For children with diabetes, teeth may erupt at an age earlier than is typical.
Why people with diabetes are more prone to gum disease
All people have more tiny bacteria living in their mouth now than there are people on this planet. If they make their home in your gums, you can end up with periodontal disease. This chronic, inflammatory disease can destroy your gums, all the tissues holding your teeth and even your bones.
Periodontal disease is the most common dental disease affecting those living with diabetes, affecting nearly 22% of those diagnosed. Especially with increasing age, poor blood sugar control increases the risk for gum problems. In fact, people with diabetes are at a higher risk for gum problems because of poor blood sugar control. As with all infections, serious gum disease may cause blood sugar to rise. This makes diabetes harder to control because you are more susceptible to infections and are less able to fight the bacteria invading the gums.
How your dentist can help you fight diabetes
Regular dental visits are important. Research suggests that treating gum disease can help improve blood sugar control in patients living with diabetes, decreasing the progression of the disease. Practicing good oral hygiene and having professional deep cleanings done by your dentist can help to lower your hba1c. (this is a lab test that shows your average level of blood sugar over the previous three months. It indicates how well you are controlling your diabetes.)

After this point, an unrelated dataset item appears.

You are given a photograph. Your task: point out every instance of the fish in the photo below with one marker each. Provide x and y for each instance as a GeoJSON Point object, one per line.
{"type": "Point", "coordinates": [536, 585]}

Your diabetes dental health action plan
Teamwork involving self-care and professional care from your dentist will be beneficial in keeping your healthy smile as well as potentially slowing progression of diabetes. Here are five oral health-related things you can do to for optimal wellness:
Control your blood sugar levels. Use your diabetes-related medications as directed, changing to a healthier diet and even exercising more can help. Good blood sugar control will also help your body fight any bacterial or fungal infections in your mouth and help relieve dry mouth caused by diabetes.
If you wear any type of denture, clean it each day.
Make sure to brush twice a day with a soft brush and floss correctly daily.
See your dentist for regular checkup.